The document goes on to state that

Notice of nonreappointment, or of intention not to recommend reappointment to the governing board, should be given in writing in accordance with the following standards:

  1. Not later than March 1 of the first academic year of service, if the appointment expires at the end of that year; or, if a one-year appointment terminates during an academic year, at least three months in advance of its termination.
  2. Not later than December 15 of the second academic year of service, if the appointment expires at the end of that year; or, if an initial two-year appointment terminates during an academic year, at least six months in advance of its termination.
  3. At least twelve months before the expiration of an appointment after two or more years in the institution.

The Association has viewed these standards as the minimum of proper notification if faculty members are to have an adequate opportunity to secure the professional appointments for which they are qualified.

Regulation 1(b) of the Association's Recommended Institutional Regulations on Academic Freedom and Tenure provides that, “With the exception of special appointments clearly limited to a brief association with the institution, . . . all full-time faculty appointments are of two kinds: (1) probationary appointments; (2) appointments with continuous tenure.” The AAUP has repeatedly spoken out against the use of full-time renewable non-tenure-track faculty appointments. As the authors of Committee A's 1978 report on this subject concluded:

We think that the very limited exceptions allowed by Regulation 1 (b) are the most that should be allowed.  The teacher with tenure is a teacher whose service can be terminated only for adequate cause, and we think that every full–time teacher should either have that status or be a candidate for it—save for those who fall under the exceptions allowed by Regulation 1 (b), in particular, those who are visitors, or temporary replacements, or for whose subjects the institution in good faith expects to have only a short-term need.

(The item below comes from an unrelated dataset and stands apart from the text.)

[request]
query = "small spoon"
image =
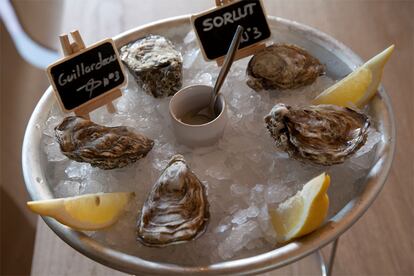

Despite the Association’s strictures, colleges and universities have increasingly been appointing faculty members to ongoing full-time positions in which they are recognized neither as tenured nor as probationary for tenure.

While academic institutions commonly adhere to the Association’s Standards for Notice of Nonreappointment with respect to faculty appointments that they recognize as probationary, in many cases they have not considered those standards to be applicable to those full-time faculty members whose service under non-tenure-track appointments has involved more than “a brief association with the institution” and who continue to serve on annual appointments that are indefinitely renewable at the discretion of the administration.  Typically, although the terms of their appointments may stipulate that they are for one year only, the faculty members are given reason to expect that, so long as they perform creditably and so long as enough courses remain available, the appointments will be renewed.  Frequently, however, at or near the end of an academic year, these individuals are suddenly notified that their appointments are not in fact being renewed for the following year.  Despite what may have been an extended affiliation with the institution, the faculty members are not viewed as entitled to the notice of nonreappointment that would be given to colleagues who hold appointments designated as probationary.

Committee A considers all full-time faculty members holding renewable term appointments, whatever their title or status, to be entitled to notice of nonreappointment as called for in the Association’s recommended standards.  We do not view it as necessary, or indeed as equitable, to deprive full-time “non-tenure-track” faculty members of the safeguards that the standards for notice are intended to provide.